Visual Understanding and Robotics
Understanding visual scenes allows understanding of user behavior, event activity recognition, and the ability to deploy robots in novel domains. However, this task is one that is an exceedingly difficult to fully automate in general domains, but one that people can handle naturally. This research area aims to combine human and machine intelligence to generate real-time annotations and training data for visual content in open domains.
- How can we analyze human behaviors in large data sets?
- How can we answer to complex queries regarding environments that traditional sensors cannot? For example: "Does the table needs to be cleaned?"
- How can we reassemble and classify crowds' natural language descriptions of scenes?
- How an we control robots in a ways that adapt to diverse, novel environments?
- How can we automate systems and improve perfomance on future tasks by learning from crowds?
Glance  is a system that allows researchers to rapidly query, sample, and analyze large video datasets for behavioral events that are hard to detect automatically. Glance's rapid responses to natural language queries and feedback regarding question ambiguity and anomalies in data allow users to have a conversation-like interaction with their data.
Zensors  is a new sensing approach that fuses real-time human intelligence from online crowd workers with automatic approaches to provide robust, adaptive, and readily deployable intelligent sensors.
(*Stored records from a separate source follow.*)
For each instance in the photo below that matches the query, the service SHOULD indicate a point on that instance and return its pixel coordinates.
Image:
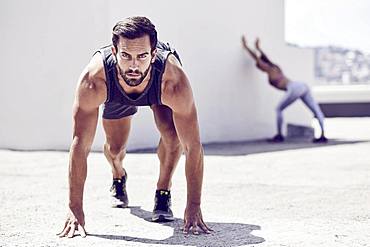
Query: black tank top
(151, 94)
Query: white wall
(46, 44)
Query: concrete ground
(254, 194)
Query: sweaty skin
(176, 120)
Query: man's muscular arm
(177, 94)
(89, 95)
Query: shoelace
(162, 201)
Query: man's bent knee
(114, 150)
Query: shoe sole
(162, 218)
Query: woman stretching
(294, 90)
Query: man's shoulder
(95, 68)
(175, 84)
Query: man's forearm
(77, 177)
(194, 175)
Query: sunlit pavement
(285, 196)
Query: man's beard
(133, 82)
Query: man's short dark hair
(133, 28)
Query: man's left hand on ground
(193, 220)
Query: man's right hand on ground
(75, 221)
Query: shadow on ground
(261, 146)
(225, 234)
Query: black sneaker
(162, 209)
(322, 139)
(276, 138)
(119, 193)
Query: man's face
(134, 58)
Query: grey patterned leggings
(296, 90)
With Zensors, users can go from questions about unexpected situations or complicated environments, to live sensor feeds in less than 60 seconds.
Activity Recognition and Understanding
Legion:AR  provides robust, deployable activity recognition by supplementing existing recognition systems with on-demand, real-tie activity identification using input from the crowd. Legion:AR uses activity labels collected from crowd workers to train an automatic activity recognition system online to automatically recognize future occurrences.
We have also explored how structural information can be elicited from crowd workers and reassembled by the system . The result is a dependency graph that can be used to train a systems many times faster than labels alone.
Robot Navigation and Control
Controlling a robot is a difficult task that requires understanding visual scenes, problems and their context, how environments can be manipulated, and more (e.g., natural language). Even relatively simple tasks can become complex: for example: simple navigation tasks can require substantial customization for the robot and the environment. However, these are usually tasks that people understand naturally and perform on a daily basis.
In prior work, we developed Legion , a system that allowed crowds of online contributors to collectively control existing graphical user interfaces (GUIs), including robot-control interfaces, in real time. Using Legion, a robot could accept natural language commands and potentially complete navigation tasks quicker than any individual person could. This project seeks to combine human and machine intelligence to create robotic-control systems that can complete complex tasks better than either AI or human controllers could alone by using a combination of both.
Publications G. Laput, W.S. Lasecki, J. Wiese, R. Xiao, J.P. Bigham, C. Harrison. Zensors: Adaptive, Rapidly Deployable, Human-Intelligent Sensor Feeds. In Proceedings of the International ACM Conference on Human Factors in Computing Systems (CHI 2015). Seoul, Korea. p1935-1944. [ Video ]
 W.S. Lasecki, M. Gordon, D. Koutra, M.F. Jung, S.P. Dow and J.P. Bigham. Glance: Rapidly Coding Behavioral Video with the Crowd. In Proceedings of the ACM Symposium on User Interface Software and Technology (UIST 2014). Honolulu, HI. p551-562. [ Video ]
 W.S. Lasecki, K.I. Murray, S. White, R.C. Miller, J.P. Bigham. Real-time Crowd Control of Existing Interfaces. In Proceedings of the ACM Symposium on User Interface Software and Technology (UIST 2011). Santa Barbara, CA. p23-32.
 W.S. Lasecki, Y. Song, H. Kautz, J.P. Bigham. Real-Time Crowd Labeling for Deployable Activity Recognition. In Proceedings of the International ACM Conference on Computer Supported Cooperative Work and Social Computing (CSCW 2013). San Antonio, TX. p1203-1212.
 W.S. Lasecki, L. Weingard, G. Ferguson, J.P. Bigham. Finding Dependencies Between Actions Using the Crowd. In Proceedings of the International ACM Conference on Human Factors in Computing Systems (CHI 2014). Toronto, Canada.